Botany smiled, looked at each other and whispering, chose the bravest, who immediately escorted me to another center, along the way explaining what they are, are not real welders, and so, here color-blanch.

Hairy monster in the corporate suit, astronaut series "Star Wars" with obvious displeasure, turned his head away from the huge pirsingovanuyu LSD Monitor breaking away from a most crucial mission to save humanity from the virtual enslavement of carnivorous aliens and issued a slurred interrogative: "Cho shit?»

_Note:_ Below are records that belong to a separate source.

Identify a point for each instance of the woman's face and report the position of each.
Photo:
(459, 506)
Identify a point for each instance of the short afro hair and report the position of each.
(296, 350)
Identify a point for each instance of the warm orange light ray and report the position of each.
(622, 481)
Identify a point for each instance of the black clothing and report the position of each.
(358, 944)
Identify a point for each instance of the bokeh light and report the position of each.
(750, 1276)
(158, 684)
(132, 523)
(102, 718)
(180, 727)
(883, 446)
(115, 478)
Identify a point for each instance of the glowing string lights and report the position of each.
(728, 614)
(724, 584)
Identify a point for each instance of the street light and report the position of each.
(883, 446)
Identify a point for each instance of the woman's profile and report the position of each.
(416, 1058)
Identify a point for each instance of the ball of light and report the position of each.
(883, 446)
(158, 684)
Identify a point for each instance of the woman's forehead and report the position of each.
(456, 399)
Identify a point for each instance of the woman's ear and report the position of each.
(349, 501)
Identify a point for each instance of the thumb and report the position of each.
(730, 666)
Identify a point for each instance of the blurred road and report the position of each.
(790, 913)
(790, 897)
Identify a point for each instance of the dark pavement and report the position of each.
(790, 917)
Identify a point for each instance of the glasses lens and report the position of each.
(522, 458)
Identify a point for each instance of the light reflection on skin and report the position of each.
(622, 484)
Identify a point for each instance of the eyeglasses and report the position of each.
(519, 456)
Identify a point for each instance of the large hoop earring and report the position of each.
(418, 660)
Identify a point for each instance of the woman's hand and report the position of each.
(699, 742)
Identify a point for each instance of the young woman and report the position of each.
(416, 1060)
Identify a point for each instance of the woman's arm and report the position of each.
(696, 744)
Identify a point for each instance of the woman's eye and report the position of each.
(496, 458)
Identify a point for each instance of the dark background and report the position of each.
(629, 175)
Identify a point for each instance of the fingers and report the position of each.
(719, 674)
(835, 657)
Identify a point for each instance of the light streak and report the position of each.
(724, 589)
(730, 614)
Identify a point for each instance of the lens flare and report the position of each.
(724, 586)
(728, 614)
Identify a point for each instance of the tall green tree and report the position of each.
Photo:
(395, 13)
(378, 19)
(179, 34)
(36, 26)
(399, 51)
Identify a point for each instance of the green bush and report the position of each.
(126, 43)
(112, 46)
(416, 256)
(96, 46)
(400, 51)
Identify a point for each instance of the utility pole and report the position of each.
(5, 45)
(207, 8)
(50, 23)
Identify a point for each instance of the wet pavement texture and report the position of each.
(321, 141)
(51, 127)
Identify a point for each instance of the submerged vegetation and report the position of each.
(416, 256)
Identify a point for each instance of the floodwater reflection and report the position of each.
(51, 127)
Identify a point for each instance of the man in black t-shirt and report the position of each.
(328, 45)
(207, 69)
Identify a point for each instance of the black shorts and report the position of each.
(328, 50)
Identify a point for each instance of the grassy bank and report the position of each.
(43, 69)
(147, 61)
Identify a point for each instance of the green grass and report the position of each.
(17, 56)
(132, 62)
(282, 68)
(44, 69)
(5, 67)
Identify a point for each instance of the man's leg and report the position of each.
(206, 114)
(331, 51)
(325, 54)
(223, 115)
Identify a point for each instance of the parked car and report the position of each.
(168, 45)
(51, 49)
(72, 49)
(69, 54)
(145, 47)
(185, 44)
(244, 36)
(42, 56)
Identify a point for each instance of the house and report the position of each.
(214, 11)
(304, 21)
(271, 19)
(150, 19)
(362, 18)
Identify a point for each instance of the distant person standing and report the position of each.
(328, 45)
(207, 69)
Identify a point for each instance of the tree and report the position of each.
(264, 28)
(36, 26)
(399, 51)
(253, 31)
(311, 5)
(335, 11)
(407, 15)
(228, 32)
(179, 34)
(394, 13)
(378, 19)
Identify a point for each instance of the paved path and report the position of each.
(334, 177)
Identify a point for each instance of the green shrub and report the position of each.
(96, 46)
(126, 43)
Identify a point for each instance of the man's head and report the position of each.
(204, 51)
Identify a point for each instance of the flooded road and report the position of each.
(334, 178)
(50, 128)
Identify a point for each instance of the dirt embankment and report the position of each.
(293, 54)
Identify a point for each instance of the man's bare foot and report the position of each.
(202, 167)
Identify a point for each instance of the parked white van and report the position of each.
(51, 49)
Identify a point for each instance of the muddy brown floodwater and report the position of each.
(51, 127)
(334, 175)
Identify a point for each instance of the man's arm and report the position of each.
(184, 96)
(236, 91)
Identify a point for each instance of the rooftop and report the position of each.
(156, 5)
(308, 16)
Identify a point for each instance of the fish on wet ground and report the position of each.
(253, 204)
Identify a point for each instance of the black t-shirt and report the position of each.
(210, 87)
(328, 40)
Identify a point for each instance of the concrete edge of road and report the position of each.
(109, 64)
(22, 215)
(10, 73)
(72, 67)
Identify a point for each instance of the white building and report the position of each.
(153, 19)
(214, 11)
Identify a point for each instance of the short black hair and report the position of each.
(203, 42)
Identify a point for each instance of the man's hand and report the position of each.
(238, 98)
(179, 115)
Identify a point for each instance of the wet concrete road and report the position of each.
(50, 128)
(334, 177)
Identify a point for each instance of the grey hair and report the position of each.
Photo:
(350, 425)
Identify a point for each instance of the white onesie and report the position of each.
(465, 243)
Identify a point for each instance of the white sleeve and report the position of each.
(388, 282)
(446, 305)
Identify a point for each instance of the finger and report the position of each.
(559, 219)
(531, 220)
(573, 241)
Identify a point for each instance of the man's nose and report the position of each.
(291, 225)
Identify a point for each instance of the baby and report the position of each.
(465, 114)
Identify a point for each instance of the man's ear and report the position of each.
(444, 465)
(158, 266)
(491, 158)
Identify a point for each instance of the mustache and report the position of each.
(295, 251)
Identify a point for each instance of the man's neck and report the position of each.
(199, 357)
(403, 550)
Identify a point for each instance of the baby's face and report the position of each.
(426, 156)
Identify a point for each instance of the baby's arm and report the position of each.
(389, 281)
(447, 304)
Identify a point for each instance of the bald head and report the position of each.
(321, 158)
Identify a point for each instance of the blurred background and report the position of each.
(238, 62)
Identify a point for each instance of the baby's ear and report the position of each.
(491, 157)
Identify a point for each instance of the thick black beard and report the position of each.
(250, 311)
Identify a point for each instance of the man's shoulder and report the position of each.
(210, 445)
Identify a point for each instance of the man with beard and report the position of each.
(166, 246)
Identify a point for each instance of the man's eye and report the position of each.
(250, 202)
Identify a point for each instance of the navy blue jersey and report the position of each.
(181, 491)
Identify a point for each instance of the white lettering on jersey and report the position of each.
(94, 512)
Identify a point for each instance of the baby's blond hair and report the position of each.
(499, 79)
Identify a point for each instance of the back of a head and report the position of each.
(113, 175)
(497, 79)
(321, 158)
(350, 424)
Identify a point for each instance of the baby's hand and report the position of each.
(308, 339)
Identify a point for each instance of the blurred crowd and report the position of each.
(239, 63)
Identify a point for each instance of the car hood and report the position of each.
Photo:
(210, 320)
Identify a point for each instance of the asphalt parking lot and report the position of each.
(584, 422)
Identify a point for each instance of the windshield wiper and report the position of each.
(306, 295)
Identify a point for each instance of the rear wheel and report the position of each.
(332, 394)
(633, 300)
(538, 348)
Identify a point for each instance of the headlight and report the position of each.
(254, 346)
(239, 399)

busily expanding on the table problem, I pressed the hidden button, wait for boot windows, turned the machine in the air, nothing ... has not happened, the laptop refused to hang. Winking goblins, making it clear that he focus is ahead, I grabbed this little nasty black Korobchenko and began to shake her violently in the air. The computer continued to work ...

Goblin, forgetting his crushing laser blaster and monsters with Alpha Centauri, opening his mouth with a ring on the lower lip, watching with interest what is happening as Vova Pupkin, 4 years on Christmas party at the kindergarten, "Strawberry" waiting for Grandpa Frost would get from his bottomless bag of magic for him personally a great racing machine is bright red.

I ran across the floor, on the run closing and opening the lid, throwing the machine up, spun him in a dashing waltz rhythm, which would have envied all the known characters of the Ice Age, headed by Tatyana Tarasova, who would call me personally to enter into a contract to participate in the show in a couple of Tanya Navka ... Laptop does not like to hang out categorically ...

camera I was given a receipt for exactly 2 hours, the lens shone and sparkled in the sun. Live immediately felt better, life has become merrier.